Single Site Crawls

PBN Lab now gives you the ability to crawl a single web site in its entirety with just a couple of clicks.

Setting up the job is as easy as entering a single URL, whether it’s the home page or any page of the site and the crawler will crawl right around the site to reveal every single expired domain they’re linking out to.

Finding 600 niche-specific domains in 1 targeted crawl:

Watch this 5 minute video now, where I show you how I crawled Pat Flynn’s Smart Passive Income website in about 15 minutes flat, revealing the 300 domains he links out to.

Better still, check out I found more than 600 niche-specific domains in the airline industry by crawling just one web directory!

 

How the Single Site Crawl works:

The crawler begins with the URL you provide, and will continue crawling and indexing every link it finds, but it will only crawl web pages whose “hostname” matches the original site you provided.

For instance, if you specify a URL of http://www.42seconds.com (or even http://www.42seconds.com/category/sub-category), in either case, the hostname is www.42seconds.com.

Both HTTP and HTTPS pages will be crawled, regardless of which URL you start with. It’s best you copy and paste their site url – but if you’re unsure, go to with HTTP.

For example, here’s a list of pages that will be crawled based on the hostname www.42seconds.com:

  • http://www.42seconds.com
  • http://www.42seconds.com/about
  • https://www.42seconds.com/category/post-name
  • https://www.42seconds.com/category/another-post
  • http://www.42seconds.com/page.html
  • https://www.42seconds.com/contact-us.php
  • …everything and anything on www.42seconds.com

Sites that would NOT be crawled:

  • http://blog.42seconds.com – because the hostname is blog.42seconds.com
  • http://blog.42seconds.com/category/post-name – because the hostname is blog.42seconds.com
  • http://support.42seconds.com – because the hostname is support.42seconds.com
  • http://wiki.42seconds.com – because the hostname is wiki.42seconds.com
  • …anything that is not strictly www.42seconds.com!

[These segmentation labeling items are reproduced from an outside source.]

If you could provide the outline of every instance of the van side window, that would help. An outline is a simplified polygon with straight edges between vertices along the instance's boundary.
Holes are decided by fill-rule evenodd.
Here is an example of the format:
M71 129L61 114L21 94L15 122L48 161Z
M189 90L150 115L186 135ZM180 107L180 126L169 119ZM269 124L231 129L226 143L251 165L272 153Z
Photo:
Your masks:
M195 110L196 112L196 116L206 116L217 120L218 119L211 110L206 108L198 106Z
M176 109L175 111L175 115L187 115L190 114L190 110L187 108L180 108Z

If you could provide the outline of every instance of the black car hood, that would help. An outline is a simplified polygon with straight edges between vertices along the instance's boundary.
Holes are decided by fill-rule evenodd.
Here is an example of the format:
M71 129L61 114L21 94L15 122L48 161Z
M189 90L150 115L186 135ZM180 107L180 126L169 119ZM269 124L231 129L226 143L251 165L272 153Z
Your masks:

Why not all sub-domains at once?

The reason it works this way is that technically hosts “www” and “blog” on the domain 42seconds.com are completely seperate properties. They could be different sites, on different servers, in different countries even!

In some instances, they could be different and unrelated sites (think of web 2.0 properties, like wordpress.com, for instance).

Or, they could simply be massive authority sites with silo’d content, with finance.42seconds.com and sports.42seconds.com. Or, maybe like Wikipedia, they use subdomains to manage the site in different languages. I.e. en.wikipedia.org vs. fr.wikipedia.org.

We have to assume they’re different properties, or otherwise you’d lose the ability to stick to one web property, or to one specific silo, for instance.

It’s worth noting that all of the URLs parsed in the crawl will still be indexed and assessed as being potentially expired domains.

Current limitations of the single site crawl:

As at 18th August 2016:

  • The maximum number of URLs that will be crawled in a single job is currently 100,000 pages. This limitation will be improved/removed in the near future, but for the moment, this is ensuring each crawl engine doesn’t have any memory issues.
  • The number of crawl bots that will be used is currently limited to 30 for the single-site crawl, regardless of which plan you’re on. This is to prevent having the private proxy IPs from being banned (temporarily or not) by the web server, since we’re crawling it from end-to-end in one go.
  • You must be on a Tera or Exa plan to have access to this feature. It is NOT available on the Byte or Mega plan.